In A Mountain Defile
by [?]

“DID you hear that?” the ex-soldier growled through clenched teeth. “‘Palm in hand’ indeed! Why, the fellow must be a Mennonite or a Molokan, though the two, really, are one, and absolutely indistinguishable, as well as equally foolish. Yes, ‘palm in hand’ indeed!”

Similarly could I understand the ex-soldier’s indignation, for, like him, I felt that such dreary, monotonous singing was altogether out of place in a spot where everything could troll a song so delightful as to lead one to wish to hear nothing more, to hear only the whispering of the forest and the babbling of the stream. And especially out of place did the terms “palm” and “Mennonite” appear.

Yet I had no great love for the ex-soldier. Somehow he jarred upon me. Middle-aged, squat, square, and bleached with the sun, he had faded eyes, flattened-out features, and an expression of restless moroseness. Never could I make out what he really wanted, what he was really seeking. For instance, once, after reviewing the Caucasus from Khassav-Urt to Novorossisk, and from Batum to Derbent, and, during the review, crossing the mountain range by three different routes at least, he remarked with a disparaging smile:

“I suppose the Lord God made the country.”

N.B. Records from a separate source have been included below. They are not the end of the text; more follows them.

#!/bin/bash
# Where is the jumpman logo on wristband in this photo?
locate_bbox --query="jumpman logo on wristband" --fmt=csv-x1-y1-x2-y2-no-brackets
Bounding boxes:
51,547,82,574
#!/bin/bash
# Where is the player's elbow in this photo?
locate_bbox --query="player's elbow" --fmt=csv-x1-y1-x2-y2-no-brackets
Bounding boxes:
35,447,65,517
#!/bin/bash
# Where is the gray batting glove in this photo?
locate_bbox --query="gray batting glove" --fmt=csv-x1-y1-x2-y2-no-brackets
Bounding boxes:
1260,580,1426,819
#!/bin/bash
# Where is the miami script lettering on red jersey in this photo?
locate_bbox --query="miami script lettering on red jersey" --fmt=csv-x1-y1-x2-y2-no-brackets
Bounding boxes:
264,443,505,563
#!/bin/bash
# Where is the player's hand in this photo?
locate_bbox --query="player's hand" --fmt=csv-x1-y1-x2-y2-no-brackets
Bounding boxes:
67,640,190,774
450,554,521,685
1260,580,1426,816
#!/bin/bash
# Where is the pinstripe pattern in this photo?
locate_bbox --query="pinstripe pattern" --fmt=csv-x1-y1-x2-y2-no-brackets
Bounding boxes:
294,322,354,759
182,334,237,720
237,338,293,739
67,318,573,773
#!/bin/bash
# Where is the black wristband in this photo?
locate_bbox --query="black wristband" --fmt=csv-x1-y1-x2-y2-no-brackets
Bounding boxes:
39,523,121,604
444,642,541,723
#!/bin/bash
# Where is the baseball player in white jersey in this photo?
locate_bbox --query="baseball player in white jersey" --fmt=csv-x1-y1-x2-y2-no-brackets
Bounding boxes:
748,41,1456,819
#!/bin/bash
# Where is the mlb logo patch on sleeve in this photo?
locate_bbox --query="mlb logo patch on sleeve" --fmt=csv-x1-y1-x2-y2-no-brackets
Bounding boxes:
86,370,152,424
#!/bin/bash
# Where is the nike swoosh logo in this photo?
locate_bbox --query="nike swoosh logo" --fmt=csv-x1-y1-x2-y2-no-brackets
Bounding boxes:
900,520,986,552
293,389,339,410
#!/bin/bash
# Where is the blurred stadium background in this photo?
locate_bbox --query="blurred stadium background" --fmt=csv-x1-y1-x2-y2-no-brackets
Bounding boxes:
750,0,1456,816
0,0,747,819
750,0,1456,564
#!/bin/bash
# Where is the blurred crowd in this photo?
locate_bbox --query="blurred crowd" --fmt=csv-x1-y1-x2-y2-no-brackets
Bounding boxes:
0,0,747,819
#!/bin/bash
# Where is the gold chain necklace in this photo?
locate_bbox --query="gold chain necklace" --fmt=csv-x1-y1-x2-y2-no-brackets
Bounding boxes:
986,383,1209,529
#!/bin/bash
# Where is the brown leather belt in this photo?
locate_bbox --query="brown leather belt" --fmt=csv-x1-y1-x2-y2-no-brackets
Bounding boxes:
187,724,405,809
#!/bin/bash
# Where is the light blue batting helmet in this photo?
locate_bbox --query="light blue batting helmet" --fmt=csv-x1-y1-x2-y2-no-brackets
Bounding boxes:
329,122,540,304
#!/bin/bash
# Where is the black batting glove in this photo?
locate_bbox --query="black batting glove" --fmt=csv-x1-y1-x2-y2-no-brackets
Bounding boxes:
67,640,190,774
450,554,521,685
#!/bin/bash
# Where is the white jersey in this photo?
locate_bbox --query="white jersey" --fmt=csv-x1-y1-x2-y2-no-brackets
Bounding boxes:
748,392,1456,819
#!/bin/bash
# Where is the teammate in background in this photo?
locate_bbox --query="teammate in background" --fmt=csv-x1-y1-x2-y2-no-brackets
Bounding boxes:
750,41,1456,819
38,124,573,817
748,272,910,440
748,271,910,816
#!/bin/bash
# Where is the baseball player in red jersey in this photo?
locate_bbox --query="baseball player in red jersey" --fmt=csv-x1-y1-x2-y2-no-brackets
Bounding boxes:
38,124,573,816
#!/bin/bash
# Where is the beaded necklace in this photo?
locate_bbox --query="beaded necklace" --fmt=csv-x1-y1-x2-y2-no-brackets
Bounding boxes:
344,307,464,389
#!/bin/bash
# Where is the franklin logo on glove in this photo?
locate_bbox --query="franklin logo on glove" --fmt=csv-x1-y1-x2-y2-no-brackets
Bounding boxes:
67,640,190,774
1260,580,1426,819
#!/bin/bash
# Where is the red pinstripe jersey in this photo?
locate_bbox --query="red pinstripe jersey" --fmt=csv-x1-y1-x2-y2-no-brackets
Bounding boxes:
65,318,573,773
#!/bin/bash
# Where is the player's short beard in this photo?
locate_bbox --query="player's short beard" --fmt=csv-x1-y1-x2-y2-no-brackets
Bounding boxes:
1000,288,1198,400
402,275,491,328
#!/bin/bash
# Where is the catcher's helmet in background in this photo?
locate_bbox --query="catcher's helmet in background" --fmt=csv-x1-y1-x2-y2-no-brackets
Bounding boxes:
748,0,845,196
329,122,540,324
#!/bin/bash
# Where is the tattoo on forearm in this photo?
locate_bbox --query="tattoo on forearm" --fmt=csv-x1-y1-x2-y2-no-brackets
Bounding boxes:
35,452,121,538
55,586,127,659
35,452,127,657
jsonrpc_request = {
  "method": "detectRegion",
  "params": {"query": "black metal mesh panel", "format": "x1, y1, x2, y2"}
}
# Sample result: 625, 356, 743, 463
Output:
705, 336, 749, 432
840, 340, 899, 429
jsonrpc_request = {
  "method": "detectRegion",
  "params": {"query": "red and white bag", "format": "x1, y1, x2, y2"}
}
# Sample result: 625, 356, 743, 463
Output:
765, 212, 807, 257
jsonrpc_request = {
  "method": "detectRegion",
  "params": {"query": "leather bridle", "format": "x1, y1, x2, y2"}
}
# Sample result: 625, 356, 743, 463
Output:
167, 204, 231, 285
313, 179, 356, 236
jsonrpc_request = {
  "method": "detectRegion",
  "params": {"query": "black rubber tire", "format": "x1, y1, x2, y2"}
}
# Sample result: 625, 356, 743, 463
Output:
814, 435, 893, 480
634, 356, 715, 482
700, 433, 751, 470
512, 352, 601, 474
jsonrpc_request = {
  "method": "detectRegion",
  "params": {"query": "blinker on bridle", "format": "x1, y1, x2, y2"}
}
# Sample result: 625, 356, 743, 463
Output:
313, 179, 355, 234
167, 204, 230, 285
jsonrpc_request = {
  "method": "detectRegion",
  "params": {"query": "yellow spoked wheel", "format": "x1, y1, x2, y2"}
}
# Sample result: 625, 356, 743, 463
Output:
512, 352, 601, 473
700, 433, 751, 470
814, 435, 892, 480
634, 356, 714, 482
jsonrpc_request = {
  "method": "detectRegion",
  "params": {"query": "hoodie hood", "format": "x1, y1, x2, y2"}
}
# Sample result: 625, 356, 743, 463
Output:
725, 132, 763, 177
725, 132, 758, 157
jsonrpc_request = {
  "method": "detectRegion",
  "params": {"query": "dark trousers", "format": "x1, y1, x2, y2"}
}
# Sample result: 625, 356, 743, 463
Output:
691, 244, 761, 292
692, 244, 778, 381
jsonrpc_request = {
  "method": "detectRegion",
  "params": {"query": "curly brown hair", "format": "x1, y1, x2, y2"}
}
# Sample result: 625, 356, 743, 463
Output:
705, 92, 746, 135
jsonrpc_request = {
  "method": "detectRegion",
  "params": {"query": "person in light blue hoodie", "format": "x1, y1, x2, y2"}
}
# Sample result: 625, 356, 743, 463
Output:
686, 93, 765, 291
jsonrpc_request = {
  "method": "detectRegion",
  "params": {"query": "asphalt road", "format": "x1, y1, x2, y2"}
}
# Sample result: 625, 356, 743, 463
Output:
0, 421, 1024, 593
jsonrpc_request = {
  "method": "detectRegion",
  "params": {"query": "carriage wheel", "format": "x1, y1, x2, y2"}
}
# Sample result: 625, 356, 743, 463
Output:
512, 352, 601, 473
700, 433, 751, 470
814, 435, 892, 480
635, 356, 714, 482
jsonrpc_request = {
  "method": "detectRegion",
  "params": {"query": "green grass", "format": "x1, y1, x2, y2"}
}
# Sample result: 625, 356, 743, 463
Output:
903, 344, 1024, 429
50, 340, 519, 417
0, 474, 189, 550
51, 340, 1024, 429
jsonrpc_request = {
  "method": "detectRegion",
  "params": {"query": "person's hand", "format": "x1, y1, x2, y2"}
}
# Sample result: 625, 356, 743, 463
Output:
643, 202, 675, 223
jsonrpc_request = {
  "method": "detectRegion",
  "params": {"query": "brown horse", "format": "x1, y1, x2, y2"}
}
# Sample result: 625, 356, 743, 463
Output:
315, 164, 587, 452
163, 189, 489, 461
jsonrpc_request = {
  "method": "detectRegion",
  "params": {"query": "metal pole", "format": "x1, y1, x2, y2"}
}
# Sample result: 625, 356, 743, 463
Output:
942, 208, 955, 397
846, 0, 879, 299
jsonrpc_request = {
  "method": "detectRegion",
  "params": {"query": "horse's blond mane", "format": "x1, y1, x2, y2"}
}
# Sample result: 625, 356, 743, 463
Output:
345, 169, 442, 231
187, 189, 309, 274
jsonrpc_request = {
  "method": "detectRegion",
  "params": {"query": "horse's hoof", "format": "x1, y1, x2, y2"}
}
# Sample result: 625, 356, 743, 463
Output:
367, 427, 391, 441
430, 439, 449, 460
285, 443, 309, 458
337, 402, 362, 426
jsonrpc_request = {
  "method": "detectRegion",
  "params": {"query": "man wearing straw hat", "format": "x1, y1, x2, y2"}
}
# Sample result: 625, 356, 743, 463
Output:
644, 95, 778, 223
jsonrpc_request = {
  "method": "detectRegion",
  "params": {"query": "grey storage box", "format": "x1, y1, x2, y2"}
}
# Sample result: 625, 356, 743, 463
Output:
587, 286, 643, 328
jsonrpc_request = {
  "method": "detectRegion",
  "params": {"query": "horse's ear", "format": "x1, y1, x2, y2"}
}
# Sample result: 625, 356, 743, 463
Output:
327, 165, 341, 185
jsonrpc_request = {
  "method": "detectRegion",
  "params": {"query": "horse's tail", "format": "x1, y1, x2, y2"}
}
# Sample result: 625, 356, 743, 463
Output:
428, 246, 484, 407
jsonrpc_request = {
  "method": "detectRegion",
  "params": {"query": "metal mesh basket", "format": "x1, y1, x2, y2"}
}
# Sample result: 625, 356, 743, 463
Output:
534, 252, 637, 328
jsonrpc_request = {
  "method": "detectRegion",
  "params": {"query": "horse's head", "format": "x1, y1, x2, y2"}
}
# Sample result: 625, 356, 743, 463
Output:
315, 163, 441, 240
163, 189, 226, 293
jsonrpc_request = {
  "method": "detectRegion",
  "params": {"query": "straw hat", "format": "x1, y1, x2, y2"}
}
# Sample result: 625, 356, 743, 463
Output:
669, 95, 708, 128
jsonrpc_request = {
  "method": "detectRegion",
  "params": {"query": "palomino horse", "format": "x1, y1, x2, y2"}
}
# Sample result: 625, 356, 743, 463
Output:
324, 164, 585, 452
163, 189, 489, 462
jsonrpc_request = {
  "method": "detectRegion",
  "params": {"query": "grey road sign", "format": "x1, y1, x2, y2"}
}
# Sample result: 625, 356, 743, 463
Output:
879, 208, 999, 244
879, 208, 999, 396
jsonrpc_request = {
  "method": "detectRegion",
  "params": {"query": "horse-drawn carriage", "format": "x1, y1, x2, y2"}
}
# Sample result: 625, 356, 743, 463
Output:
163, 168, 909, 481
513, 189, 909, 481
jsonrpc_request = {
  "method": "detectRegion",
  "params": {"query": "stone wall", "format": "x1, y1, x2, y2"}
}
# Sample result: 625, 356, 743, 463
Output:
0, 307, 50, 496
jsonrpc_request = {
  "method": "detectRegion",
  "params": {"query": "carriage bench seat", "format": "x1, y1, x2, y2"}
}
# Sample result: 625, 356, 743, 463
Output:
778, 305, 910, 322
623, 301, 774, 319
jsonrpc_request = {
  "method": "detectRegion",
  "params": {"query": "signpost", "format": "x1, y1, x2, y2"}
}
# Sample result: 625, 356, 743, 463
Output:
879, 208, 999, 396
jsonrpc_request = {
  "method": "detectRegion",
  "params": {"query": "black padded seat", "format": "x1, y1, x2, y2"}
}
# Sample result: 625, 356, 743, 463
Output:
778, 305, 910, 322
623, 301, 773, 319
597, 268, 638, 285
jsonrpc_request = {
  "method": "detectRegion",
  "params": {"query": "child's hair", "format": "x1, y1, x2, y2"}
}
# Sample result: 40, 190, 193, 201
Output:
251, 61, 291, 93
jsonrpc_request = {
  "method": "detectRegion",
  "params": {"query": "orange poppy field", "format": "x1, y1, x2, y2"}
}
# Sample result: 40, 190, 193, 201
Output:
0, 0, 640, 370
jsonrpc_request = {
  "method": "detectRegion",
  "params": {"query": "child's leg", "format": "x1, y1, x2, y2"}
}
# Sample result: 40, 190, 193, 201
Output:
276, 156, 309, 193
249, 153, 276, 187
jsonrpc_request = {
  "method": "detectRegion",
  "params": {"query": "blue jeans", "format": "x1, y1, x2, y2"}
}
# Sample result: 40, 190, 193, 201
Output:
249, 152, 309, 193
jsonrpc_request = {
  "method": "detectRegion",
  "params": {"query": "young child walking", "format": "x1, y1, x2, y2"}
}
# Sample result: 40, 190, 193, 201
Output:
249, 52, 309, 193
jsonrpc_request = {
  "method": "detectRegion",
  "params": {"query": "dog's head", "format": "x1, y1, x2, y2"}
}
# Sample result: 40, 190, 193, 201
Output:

“You do not like it, then? How should I? Good for nothing is what I call it.”

Then, with a further glance at me, and a twist of his sinewy neck, he added:

“However, not bad altogether are its forests.”

A native of Kaluga, he had served in Tashkend, and, in fighting with the Chechintzes of that region,had been wounded in the head with a stone. Yet as he told me the story of this incident, he smiled shamefacedly, and, throughout, kept his glassy eyes fixed upon the ground.

“Though I am ashamed to confess it,” he said, “once a woman chipped a piece out of me. You see, the women of that region are shrieking devils–there is no other word for it; and when we captured a village called Akhal-Tiapa a number of them had to be cut up, so that they lay about in heaps, and their blood made walking slippery. Just as our company of the reserve entered the street, something caught me on the head. Afterwards, I learnt that a woman on a roof had thrown a stone, and, like the rest, had had to be put out of the way.”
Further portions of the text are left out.